Re: [PATCH] [RFC] spaceman: physically move a regular inode

From: Dave Chinner <david@fromorbit.com>
To: "Darrick J. Wong" <darrick.wong@oracle.com>
Cc: linux-xfs@vger.kernel.org
Subject: Re: [PATCH] [RFC] spaceman: physically move a regular inode
Date: Wed, 11 Nov 2020 15:15:30 +1100	[thread overview]
Message-ID: <20201111041530.GK7391@dread.disaster.area> (raw)
In-Reply-To: <20201111012646.GO9695@magnolia>

On Tue, Nov 10, 2020 at 05:26:46PM -0800, Darrick J. Wong wrote:
> On Wed, Nov 11, 2020 at 09:59:24AM +1100, Dave Chinner wrote:
> > From: Dave Chinner <dchinner@redhat.com>
> > 
> > To be able to shrink a filesystem, we need to be able to physically
> > move an inode and all it's data and metadata from it's current
> > location to a new AG.  Add a command to spaceman to allow an inode
> > to be moved to a new AG.
> > 
> > This new command is not intended to be a perfect solution. I am not
> > trying to handle atomic movement of open files - this is intended to
> > be run as a maintenance operation on idle filesystem. If root
> > filesystems are the target, then this should be run via a rescue
> > environment that is not executing directly on the root fs. With
> > those caveats in place, we can do the entire inode move as a set of
> > non-destructive operations finalised by an atomic inode swap
> > without any needing special kernel support.
> > 
> > To ensure we move metadata such as BMBT blocks even if we don't need
> > to move data, we clone the data to a new inode that we've allocated
> 
> Very clever!
> 
> On a related topic, I had been thinking about how to manage relocations
> of shared extents without breaking the sharing.  If userspace had a way
> to query the refcounts of some arbitrary range of disk, it could iterate
> over the extents of the doomed AG in decreasing refcount order using the
> GETFSMAP data and FIDEDUPERANGE to safely reconnect shared blocks in the
> surviving parts of the filesystem.

I've not really thought about that. If the extent needs moving, I'm
just going to move it for now regardless of whether it breaks
sharing or not. Like I said, there's plenty of scope for future
improvements here...

Similarly, this move will currently break hardlinks, too. The plan
to fix that is part of the next bit I'm working on - finding the
paths to the inodes that have stuff that need moving. This will
record all the paths to the same inode, so when we go to move the
inode we first create N tmp hardlinks to the new inode and then
RENAME_EXCHANGE each of the hardlinks in turn. Then we can clean up
the old inode and all the tmp hardlinks...
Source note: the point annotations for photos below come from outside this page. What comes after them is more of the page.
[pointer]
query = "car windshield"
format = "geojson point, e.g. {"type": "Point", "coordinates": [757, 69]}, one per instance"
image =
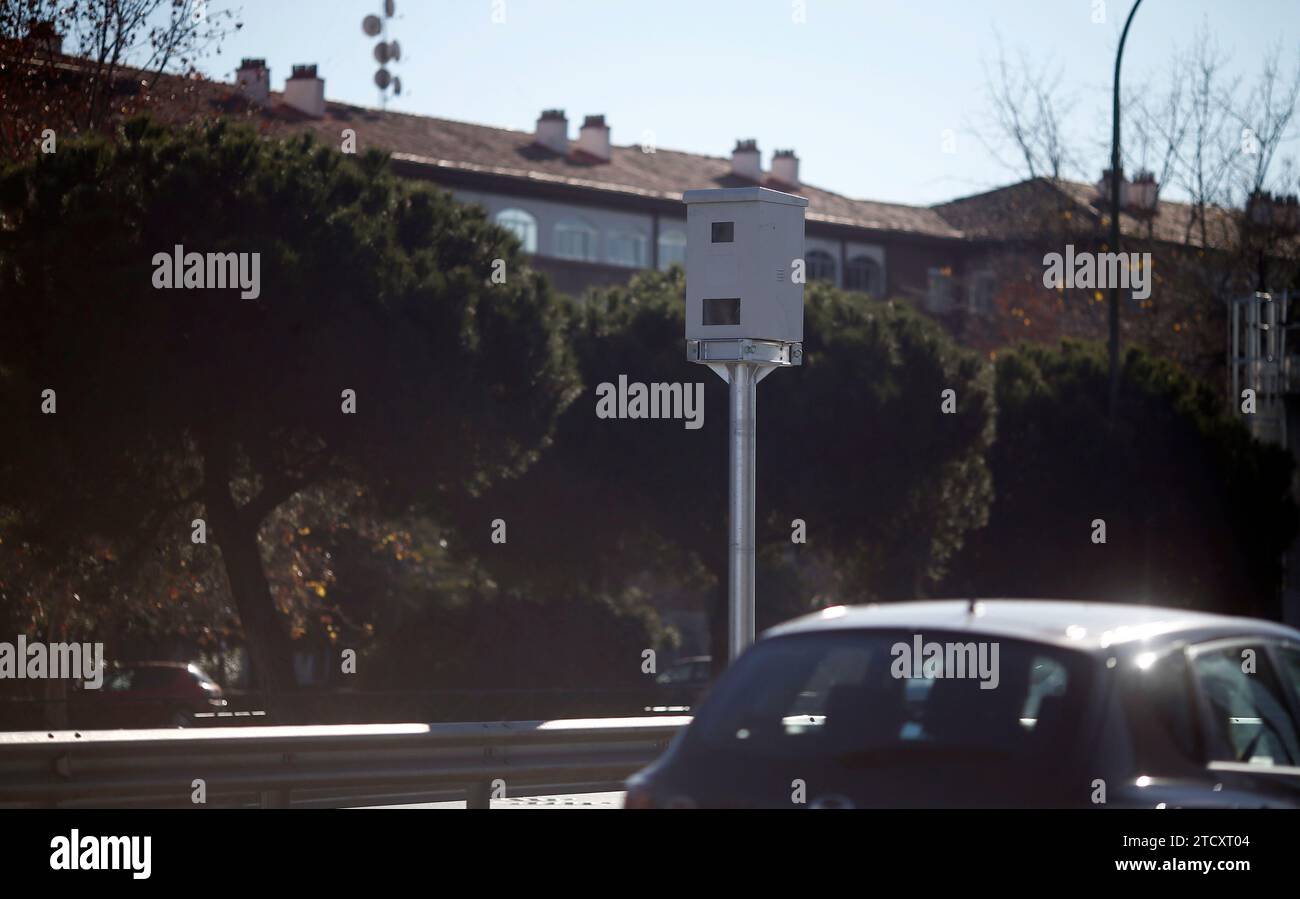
{"type": "Point", "coordinates": [870, 696]}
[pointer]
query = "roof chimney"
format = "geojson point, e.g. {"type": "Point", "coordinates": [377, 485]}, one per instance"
{"type": "Point", "coordinates": [304, 91]}
{"type": "Point", "coordinates": [785, 168]}
{"type": "Point", "coordinates": [745, 160]}
{"type": "Point", "coordinates": [593, 138]}
{"type": "Point", "coordinates": [252, 78]}
{"type": "Point", "coordinates": [553, 131]}
{"type": "Point", "coordinates": [44, 34]}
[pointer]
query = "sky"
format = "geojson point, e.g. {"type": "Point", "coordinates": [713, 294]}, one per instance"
{"type": "Point", "coordinates": [880, 99]}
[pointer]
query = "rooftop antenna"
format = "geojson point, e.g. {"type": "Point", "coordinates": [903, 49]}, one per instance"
{"type": "Point", "coordinates": [386, 51]}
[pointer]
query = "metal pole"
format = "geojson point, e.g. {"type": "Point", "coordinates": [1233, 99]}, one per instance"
{"type": "Point", "coordinates": [740, 568]}
{"type": "Point", "coordinates": [1114, 218]}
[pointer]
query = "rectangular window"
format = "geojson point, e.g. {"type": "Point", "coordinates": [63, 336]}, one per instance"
{"type": "Point", "coordinates": [1248, 716]}
{"type": "Point", "coordinates": [722, 311]}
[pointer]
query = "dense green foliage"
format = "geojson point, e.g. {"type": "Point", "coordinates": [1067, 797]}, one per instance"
{"type": "Point", "coordinates": [1196, 512]}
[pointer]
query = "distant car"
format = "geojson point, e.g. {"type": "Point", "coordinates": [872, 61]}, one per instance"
{"type": "Point", "coordinates": [148, 694]}
{"type": "Point", "coordinates": [1088, 704]}
{"type": "Point", "coordinates": [683, 682]}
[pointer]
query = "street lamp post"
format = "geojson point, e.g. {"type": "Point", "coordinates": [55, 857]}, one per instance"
{"type": "Point", "coordinates": [1116, 178]}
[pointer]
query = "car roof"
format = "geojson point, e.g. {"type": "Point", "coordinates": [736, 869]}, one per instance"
{"type": "Point", "coordinates": [1086, 626]}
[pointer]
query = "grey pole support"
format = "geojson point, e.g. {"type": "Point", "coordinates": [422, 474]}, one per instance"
{"type": "Point", "coordinates": [740, 613]}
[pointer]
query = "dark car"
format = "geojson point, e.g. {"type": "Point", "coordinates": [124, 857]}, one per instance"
{"type": "Point", "coordinates": [997, 703]}
{"type": "Point", "coordinates": [148, 694]}
{"type": "Point", "coordinates": [683, 683]}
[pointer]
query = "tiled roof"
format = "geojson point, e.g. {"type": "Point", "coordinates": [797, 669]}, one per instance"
{"type": "Point", "coordinates": [1038, 205]}
{"type": "Point", "coordinates": [662, 174]}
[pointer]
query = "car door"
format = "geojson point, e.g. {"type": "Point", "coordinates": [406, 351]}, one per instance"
{"type": "Point", "coordinates": [1247, 708]}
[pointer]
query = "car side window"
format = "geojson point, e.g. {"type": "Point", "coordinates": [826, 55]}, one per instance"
{"type": "Point", "coordinates": [1160, 707]}
{"type": "Point", "coordinates": [1247, 713]}
{"type": "Point", "coordinates": [1290, 656]}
I suspect it will be a lot more complex with shared extents....

> (Granted you can compute the refcounts from the GETFSMAP data...)
> 
> > in the destination AG. This will result in new bmbt blocks being
> > allocated in the new location even though the data is not copied.
> 
> I assume you (or maybe hsiangkao) have some means to prevent those
> bmbt/xattr blocks from being allocated in the bad AG?

I'm not caring about that here. I'm assuming that the allocation
policy that has been put in place before the inode move is run will
prevent it. As it is, I'm (ab)using inode64 allocation policy which
places inode data and metadata in the same AG as the inode to get it
to move data and metadata to the required place....

> > --- /dev/null
> > +++ b/spaceman/move_inode.c
> > @@ -0,0 +1,518 @@
> > +// SPDX-License-Identifier: GPL-2.0
> > +/*
> > + * Copyright (c) 2012 Red Hat, Inc.
> 
> 2012?  O ye halcyon days before the world caught fire...
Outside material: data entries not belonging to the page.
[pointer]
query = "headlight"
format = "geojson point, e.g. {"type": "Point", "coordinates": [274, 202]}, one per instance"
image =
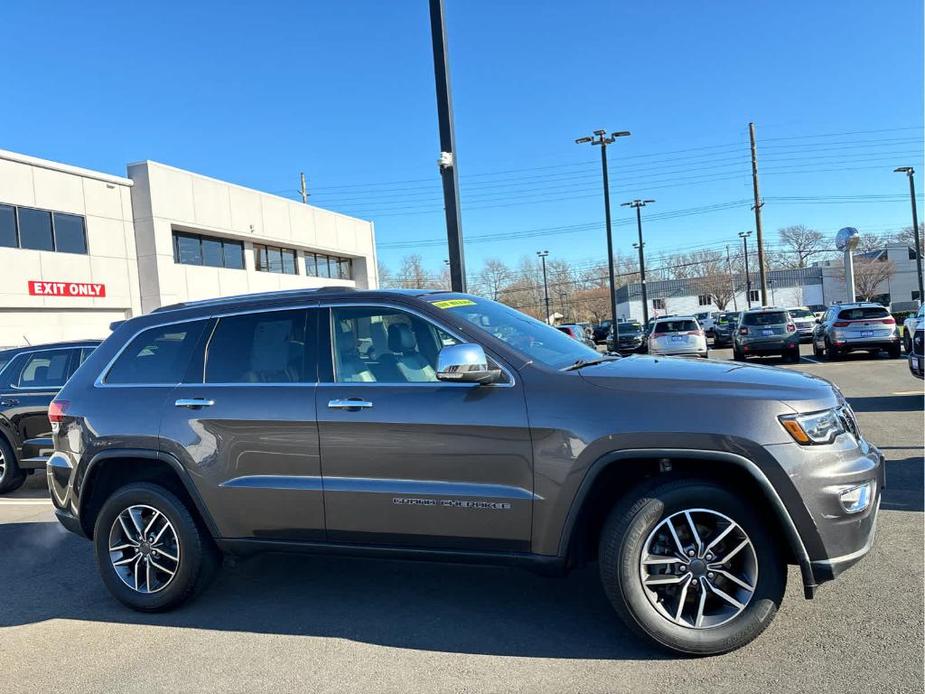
{"type": "Point", "coordinates": [813, 427]}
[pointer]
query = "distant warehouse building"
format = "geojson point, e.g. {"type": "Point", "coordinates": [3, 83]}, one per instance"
{"type": "Point", "coordinates": [80, 248]}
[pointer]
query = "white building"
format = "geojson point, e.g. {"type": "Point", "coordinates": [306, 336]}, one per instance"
{"type": "Point", "coordinates": [80, 249]}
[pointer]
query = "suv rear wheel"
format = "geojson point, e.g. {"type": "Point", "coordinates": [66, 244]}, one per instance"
{"type": "Point", "coordinates": [11, 477]}
{"type": "Point", "coordinates": [692, 567]}
{"type": "Point", "coordinates": [151, 552]}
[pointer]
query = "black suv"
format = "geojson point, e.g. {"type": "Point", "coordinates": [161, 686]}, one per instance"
{"type": "Point", "coordinates": [29, 378]}
{"type": "Point", "coordinates": [440, 425]}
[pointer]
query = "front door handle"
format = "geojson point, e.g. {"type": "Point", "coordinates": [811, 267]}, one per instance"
{"type": "Point", "coordinates": [194, 402]}
{"type": "Point", "coordinates": [350, 404]}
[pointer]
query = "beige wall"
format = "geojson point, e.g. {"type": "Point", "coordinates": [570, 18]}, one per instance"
{"type": "Point", "coordinates": [105, 203]}
{"type": "Point", "coordinates": [165, 198]}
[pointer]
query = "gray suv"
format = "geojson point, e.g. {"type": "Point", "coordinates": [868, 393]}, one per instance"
{"type": "Point", "coordinates": [445, 426]}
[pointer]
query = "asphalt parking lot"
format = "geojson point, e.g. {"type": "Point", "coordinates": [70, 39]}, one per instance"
{"type": "Point", "coordinates": [283, 624]}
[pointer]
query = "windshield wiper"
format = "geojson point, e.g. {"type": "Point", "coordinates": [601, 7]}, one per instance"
{"type": "Point", "coordinates": [587, 362]}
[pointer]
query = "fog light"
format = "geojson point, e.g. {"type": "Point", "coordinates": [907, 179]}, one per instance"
{"type": "Point", "coordinates": [856, 499]}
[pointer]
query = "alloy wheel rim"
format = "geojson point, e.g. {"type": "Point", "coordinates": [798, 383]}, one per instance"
{"type": "Point", "coordinates": [144, 549]}
{"type": "Point", "coordinates": [698, 568]}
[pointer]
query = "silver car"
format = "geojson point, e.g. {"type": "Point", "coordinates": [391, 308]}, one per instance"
{"type": "Point", "coordinates": [678, 336]}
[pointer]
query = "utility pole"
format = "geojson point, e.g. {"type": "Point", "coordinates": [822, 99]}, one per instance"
{"type": "Point", "coordinates": [542, 255]}
{"type": "Point", "coordinates": [447, 161]}
{"type": "Point", "coordinates": [735, 301]}
{"type": "Point", "coordinates": [599, 138]}
{"type": "Point", "coordinates": [748, 278]}
{"type": "Point", "coordinates": [910, 172]}
{"type": "Point", "coordinates": [639, 204]}
{"type": "Point", "coordinates": [758, 205]}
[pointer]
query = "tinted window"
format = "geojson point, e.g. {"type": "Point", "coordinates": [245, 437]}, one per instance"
{"type": "Point", "coordinates": [7, 226]}
{"type": "Point", "coordinates": [159, 355]}
{"type": "Point", "coordinates": [271, 347]}
{"type": "Point", "coordinates": [384, 345]}
{"type": "Point", "coordinates": [676, 326]}
{"type": "Point", "coordinates": [767, 318]}
{"type": "Point", "coordinates": [35, 229]}
{"type": "Point", "coordinates": [862, 313]}
{"type": "Point", "coordinates": [70, 235]}
{"type": "Point", "coordinates": [45, 369]}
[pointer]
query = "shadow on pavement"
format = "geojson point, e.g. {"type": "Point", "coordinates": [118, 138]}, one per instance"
{"type": "Point", "coordinates": [50, 574]}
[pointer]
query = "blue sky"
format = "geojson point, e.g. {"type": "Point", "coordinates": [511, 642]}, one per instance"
{"type": "Point", "coordinates": [254, 93]}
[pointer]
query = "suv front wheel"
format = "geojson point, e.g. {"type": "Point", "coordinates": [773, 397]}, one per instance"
{"type": "Point", "coordinates": [151, 552]}
{"type": "Point", "coordinates": [692, 567]}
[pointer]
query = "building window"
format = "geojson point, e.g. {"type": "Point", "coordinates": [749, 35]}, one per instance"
{"type": "Point", "coordinates": [273, 259]}
{"type": "Point", "coordinates": [42, 230]}
{"type": "Point", "coordinates": [328, 266]}
{"type": "Point", "coordinates": [211, 251]}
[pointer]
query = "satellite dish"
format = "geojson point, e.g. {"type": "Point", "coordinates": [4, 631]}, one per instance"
{"type": "Point", "coordinates": [847, 239]}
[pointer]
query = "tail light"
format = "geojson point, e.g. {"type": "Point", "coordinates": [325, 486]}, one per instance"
{"type": "Point", "coordinates": [57, 411]}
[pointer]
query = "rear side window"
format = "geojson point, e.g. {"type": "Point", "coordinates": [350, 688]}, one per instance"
{"type": "Point", "coordinates": [766, 318]}
{"type": "Point", "coordinates": [862, 313]}
{"type": "Point", "coordinates": [675, 326]}
{"type": "Point", "coordinates": [269, 347]}
{"type": "Point", "coordinates": [45, 369]}
{"type": "Point", "coordinates": [157, 356]}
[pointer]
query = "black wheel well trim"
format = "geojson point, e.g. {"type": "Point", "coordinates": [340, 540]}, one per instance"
{"type": "Point", "coordinates": [161, 456]}
{"type": "Point", "coordinates": [794, 538]}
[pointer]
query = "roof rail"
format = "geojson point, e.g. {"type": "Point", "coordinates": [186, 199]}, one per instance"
{"type": "Point", "coordinates": [283, 293]}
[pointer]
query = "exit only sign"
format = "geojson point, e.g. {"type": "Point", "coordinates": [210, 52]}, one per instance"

Already noticed and fixed that :)

> > +/*
> > + * We can't entirely use O_TMPFILE here because we want to use RENAME_EXCHANGE
> > + * to swap the inode once rebuild is complete. Hence the new file has to be
> > + * somewhere in the namespace for rename to act upon. Hence we use a normal
> > + * open(O_CREATE) for now.
> 
> For the corner case that the inode is in a good AG but its blocks maybe
> aren't, I think you actually /could/ use O_TMPFILE for donor file.

UNless it is bmbt blocks or attr data that need to be moved, and
then we still need to swap the entire inodes....

> > +	if (!fiemap) {
> > +		fprintf(stderr, _("%s: malloc of %d bytes failed.\n"),
> > +			progname, map_size);
> > +		return -ENOMEM;
> > +	}
> > +
> > +	while (!done) {
> > +		memset(fiemap, 0, map_size);
> > +		fiemap->fm_flags = fiemap_flags;
> > +		fiemap->fm_start = last_logical;
> > +		fiemap->fm_length = range_end - last_logical;
> > +		fiemap->fm_extent_count = EXTENT_BATCH;
> > +
> > +		ret = ioctl(destfd, FS_IOC_FIEMAP, (unsigned long)fiemap);
> 
> This could have reused scrub/filemap.c to avoid code duplication.
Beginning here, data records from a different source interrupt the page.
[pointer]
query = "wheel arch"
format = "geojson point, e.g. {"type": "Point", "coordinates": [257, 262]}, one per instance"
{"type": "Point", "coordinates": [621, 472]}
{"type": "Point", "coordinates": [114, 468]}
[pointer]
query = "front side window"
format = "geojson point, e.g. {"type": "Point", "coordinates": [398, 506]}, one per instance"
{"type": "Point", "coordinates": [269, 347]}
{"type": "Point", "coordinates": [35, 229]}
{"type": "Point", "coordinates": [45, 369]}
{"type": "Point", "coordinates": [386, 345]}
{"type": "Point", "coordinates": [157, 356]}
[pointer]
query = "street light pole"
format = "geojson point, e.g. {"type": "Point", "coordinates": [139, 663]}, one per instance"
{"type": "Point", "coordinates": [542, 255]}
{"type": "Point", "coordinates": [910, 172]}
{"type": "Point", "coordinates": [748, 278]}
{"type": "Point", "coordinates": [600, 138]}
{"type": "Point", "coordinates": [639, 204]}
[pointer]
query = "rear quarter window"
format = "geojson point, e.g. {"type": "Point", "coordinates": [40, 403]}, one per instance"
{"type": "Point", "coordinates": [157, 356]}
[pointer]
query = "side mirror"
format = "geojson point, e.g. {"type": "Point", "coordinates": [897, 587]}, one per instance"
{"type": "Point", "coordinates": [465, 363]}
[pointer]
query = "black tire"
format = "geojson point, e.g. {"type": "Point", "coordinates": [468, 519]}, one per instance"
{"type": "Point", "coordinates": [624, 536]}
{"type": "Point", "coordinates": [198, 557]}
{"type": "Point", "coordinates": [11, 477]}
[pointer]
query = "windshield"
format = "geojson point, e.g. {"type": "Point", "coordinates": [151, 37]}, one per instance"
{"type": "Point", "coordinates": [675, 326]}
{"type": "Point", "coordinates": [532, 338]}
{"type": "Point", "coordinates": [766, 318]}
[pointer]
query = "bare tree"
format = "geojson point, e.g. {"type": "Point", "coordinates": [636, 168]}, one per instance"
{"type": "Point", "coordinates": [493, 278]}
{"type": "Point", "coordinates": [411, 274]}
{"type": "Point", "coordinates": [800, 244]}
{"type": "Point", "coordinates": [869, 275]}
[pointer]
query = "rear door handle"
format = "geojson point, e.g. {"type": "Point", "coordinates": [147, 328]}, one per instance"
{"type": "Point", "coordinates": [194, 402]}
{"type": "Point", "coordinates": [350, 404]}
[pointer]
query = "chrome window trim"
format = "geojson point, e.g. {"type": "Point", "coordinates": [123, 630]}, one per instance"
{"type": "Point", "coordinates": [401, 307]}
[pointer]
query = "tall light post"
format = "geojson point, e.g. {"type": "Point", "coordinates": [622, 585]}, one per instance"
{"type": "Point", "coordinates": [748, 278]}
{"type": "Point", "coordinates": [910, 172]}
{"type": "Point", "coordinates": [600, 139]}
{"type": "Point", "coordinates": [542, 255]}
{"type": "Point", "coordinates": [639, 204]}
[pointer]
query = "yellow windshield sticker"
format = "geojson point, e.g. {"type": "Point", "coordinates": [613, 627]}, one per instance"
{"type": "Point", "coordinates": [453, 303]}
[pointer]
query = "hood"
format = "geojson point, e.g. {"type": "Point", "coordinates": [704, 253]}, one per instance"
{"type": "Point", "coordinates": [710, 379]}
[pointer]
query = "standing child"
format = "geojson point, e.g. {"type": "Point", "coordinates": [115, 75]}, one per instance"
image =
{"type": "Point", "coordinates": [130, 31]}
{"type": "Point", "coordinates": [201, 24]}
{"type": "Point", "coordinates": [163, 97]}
SOmething to be done later :)

> Also, if the inode itself isn't in the doomed AG, you could use
> FIEMAP/BMAPX on the attr fork to find out if it's even necessary to copy
> the xattrs.

Sure, optimisations for later, because still got to be careful about
bmbt blocks in the attr fork. :)

> > +	/* copy user attributes to tempfile */
> > +	ret = copy_attrs(xfd->fd, tmpfd, 0);
> > +	if (ret)
> > +		goto out_cleanup;
> > +
> > +	/* unshare data to move it */
> > +	ret = unshare_data(xfd, tmpfd, agno);
> > +	if (ret)
> > +		goto out_cleanup;
> 
> Do we need to clear out the CoW fork too, just in case there are
> preallocations in there that map to the bad AG?

I'm kinda assuming stuff gets handled by the unlink of the original
inode. The new inode won't have blocks in the AGs that are getting
cleared out....

FWIW, I just realised I hadn't done any of the
owner/permission/timestamp/etc copying that needs to done to make
the new inode look like the old inode. That shouldn't be hugely
complicated to add...

Cheers,

Dave.
-- 
Dave Chinner
david@fromorbit.com